The minimum annual cost reduction is:
54,000[yen/run] * 1[run/month] * 12[months] = 648,000[yen]

Illustrated below:

Compared to the cost avoidance measures, the visual clarity in the diagram increased by about 1%, but the amount doesn't seem like much, does it?

However, last month's test debug fees were about 340,000 yen for that month, meaning roughly six full executions were performed. Since refactoring will continue, if we can reduce costs for five runs every month:
54,000[yen/run] * 5[runs/month] * 12[months] = 3,240,000[yen]
This results in a very large cost reduction.

Illustrated again:

...The ratio doesn't change, so the appearance won't change either, right?

However, since the numerical values increase, combined with cost avoidance, I believe I contributed to at least 5 million yen per year, and realistically over 7.6 million yen in cost reduction.

Why Does It Feel So Empty?

Looking at the numbers alone, I think this modification was a sufficiently impactful achievement. Yet, for some reason, that "I really did it" feeling didn't well up, and a sense of emptiness remained.

After thinking about it a lot, it suddenly dawned on me.

Nobody praised me...

This initiative wasn't a task to "create something new," but rather a task to "cut away problems that were supposed to happen."

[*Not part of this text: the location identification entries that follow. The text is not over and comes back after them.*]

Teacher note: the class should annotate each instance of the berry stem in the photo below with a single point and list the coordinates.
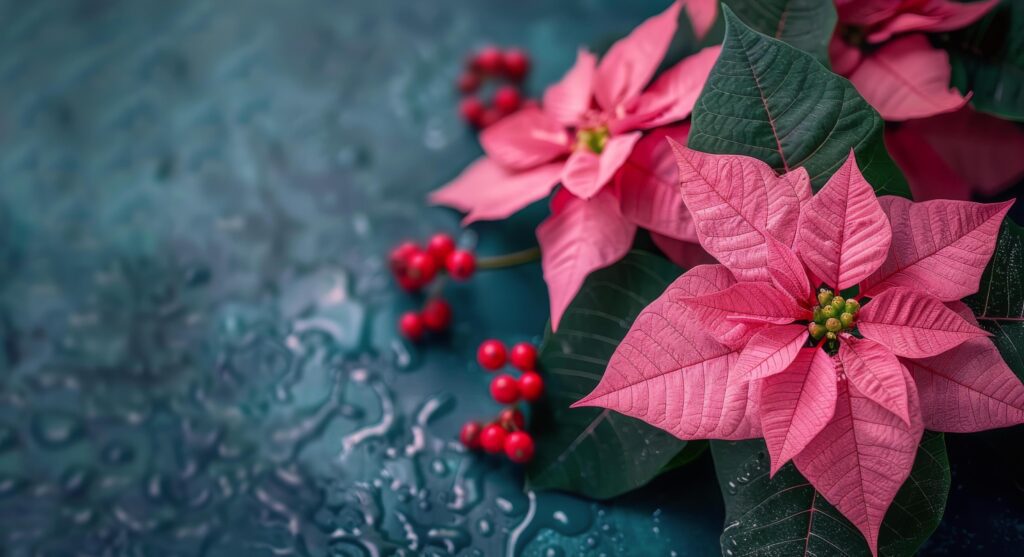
(510, 259)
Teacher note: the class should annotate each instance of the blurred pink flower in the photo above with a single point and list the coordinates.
(587, 128)
(881, 46)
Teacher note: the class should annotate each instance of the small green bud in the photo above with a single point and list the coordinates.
(824, 297)
(839, 303)
(816, 330)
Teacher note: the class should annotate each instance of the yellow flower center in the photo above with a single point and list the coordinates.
(593, 138)
(832, 316)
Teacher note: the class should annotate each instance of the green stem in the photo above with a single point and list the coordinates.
(510, 259)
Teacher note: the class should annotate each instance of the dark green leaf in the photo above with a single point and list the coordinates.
(595, 452)
(806, 25)
(999, 301)
(690, 453)
(767, 99)
(988, 60)
(784, 515)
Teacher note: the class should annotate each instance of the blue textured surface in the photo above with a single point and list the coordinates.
(198, 346)
(199, 355)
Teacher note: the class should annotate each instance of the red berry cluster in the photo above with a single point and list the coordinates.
(507, 431)
(510, 66)
(415, 267)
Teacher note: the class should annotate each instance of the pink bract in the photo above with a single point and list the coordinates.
(882, 47)
(587, 131)
(732, 351)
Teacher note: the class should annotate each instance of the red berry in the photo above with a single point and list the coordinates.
(468, 83)
(493, 438)
(523, 356)
(469, 436)
(489, 117)
(507, 99)
(491, 354)
(488, 59)
(461, 264)
(436, 314)
(516, 63)
(511, 419)
(530, 386)
(472, 111)
(408, 284)
(399, 256)
(439, 247)
(422, 268)
(519, 446)
(504, 389)
(411, 326)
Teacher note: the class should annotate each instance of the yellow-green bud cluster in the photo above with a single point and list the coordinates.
(833, 315)
(593, 139)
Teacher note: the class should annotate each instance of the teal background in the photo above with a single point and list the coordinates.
(197, 327)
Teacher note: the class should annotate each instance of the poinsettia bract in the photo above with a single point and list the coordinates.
(833, 328)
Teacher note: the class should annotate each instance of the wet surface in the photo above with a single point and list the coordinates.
(198, 329)
(199, 355)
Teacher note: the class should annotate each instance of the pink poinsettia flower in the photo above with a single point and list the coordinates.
(881, 46)
(587, 130)
(764, 344)
(957, 155)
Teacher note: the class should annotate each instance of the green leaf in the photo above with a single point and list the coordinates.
(987, 58)
(767, 99)
(999, 301)
(807, 25)
(785, 515)
(595, 452)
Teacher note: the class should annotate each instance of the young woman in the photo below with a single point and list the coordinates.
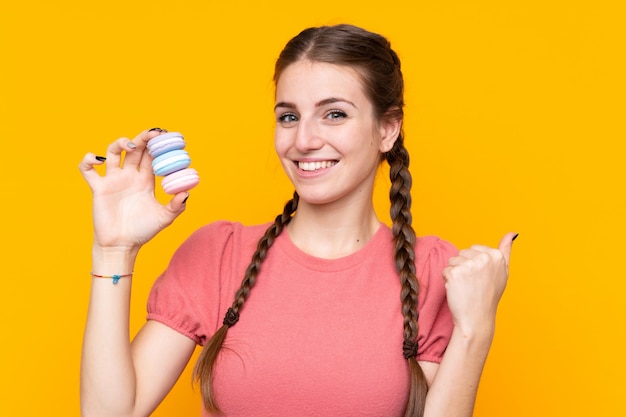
(325, 311)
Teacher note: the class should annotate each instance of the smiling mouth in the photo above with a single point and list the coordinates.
(314, 166)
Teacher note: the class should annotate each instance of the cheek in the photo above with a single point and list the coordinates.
(280, 142)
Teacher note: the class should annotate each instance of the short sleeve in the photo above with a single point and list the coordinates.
(186, 297)
(435, 319)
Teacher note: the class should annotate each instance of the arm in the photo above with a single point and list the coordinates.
(118, 379)
(475, 281)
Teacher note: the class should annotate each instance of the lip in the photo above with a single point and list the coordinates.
(309, 167)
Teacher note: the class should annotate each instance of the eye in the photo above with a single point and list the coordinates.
(336, 115)
(287, 118)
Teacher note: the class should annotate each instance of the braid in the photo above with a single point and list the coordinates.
(404, 256)
(203, 371)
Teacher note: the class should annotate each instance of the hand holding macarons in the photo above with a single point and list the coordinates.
(172, 162)
(125, 211)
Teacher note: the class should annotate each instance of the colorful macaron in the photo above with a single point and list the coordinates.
(172, 162)
(165, 143)
(182, 180)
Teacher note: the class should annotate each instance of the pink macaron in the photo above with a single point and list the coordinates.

Since I cut them away, it's natural that no problems occurred, but infrastructure improvement tasks like MLOps are often unconsciously perceived as "supposed to work as a matter of course." As a result, it ends up looking as if "nothing happening = nothing was done."

I believe the plainness and emptiness I felt this time didn't come because the achievement was small, but rather from the temperature difference caused by the lack of reaction from those around me—despite the fact that I took responsibility for modifying the core of the process and produced a massive result of over 5 million yen in annual cost reduction.

Praise and recognition are important, aren't they? When I have juniors, I intend to praise them plenty.

Closing Thoughts

This modification was an effort aimed at structurally reducing risks and running costs for the continuous operation of the model.

Personally, I work as an engineer with the goal of "creating business value through engineering," so I believe this outcome is an ideal way to deliver value.

While I mainly calculated the minimum cost reduction in this article,

• The long execution times I eliminated included risks such as re-executions caused by network errors or OOM (Out Of Memory) interruptions, which have also been suppressed.
• Test debugging, where the model is run partway through training, occurs frequently.
• Regular executions also fail about once every three months, causing the production environment to be run twice in a month.

And so on—it was anticipated that much higher costs would originally be incurred, and I believe the core of this modification was being able to prevent them.

It's not a one-off cost reduction but a continuous one through system improvements, so there's a certain beauty in how it becomes more effective the longer this model is used (if I do say so myself).

Although the actual cost reduction cannot be calculated, I was able to perform engineering that makes me dream—thinking it might even reach tens of millions per year.

Nevertheless, MLOps is a job where "working as intended is the norm," and since the work itself is relatively plain, there isn't much praise, which makes it sad that the feeling of having done something truly amazing doesn't quite sink in.

However, that is precisely why there is value in verbalizing and documenting it like this, and I believe it's important for showcasing my hard work and results to those around me.

I've come to realize that promoting my own achievements to get praised and using them as leverage for unit price increases, raises, and promotions is also part of my job. Since I've learned mindsets from this improvement that can be horizontally applied to other large-scale batch processing and MLOps projects, I will continue to devote myself and promote my work to be praised as much as possible.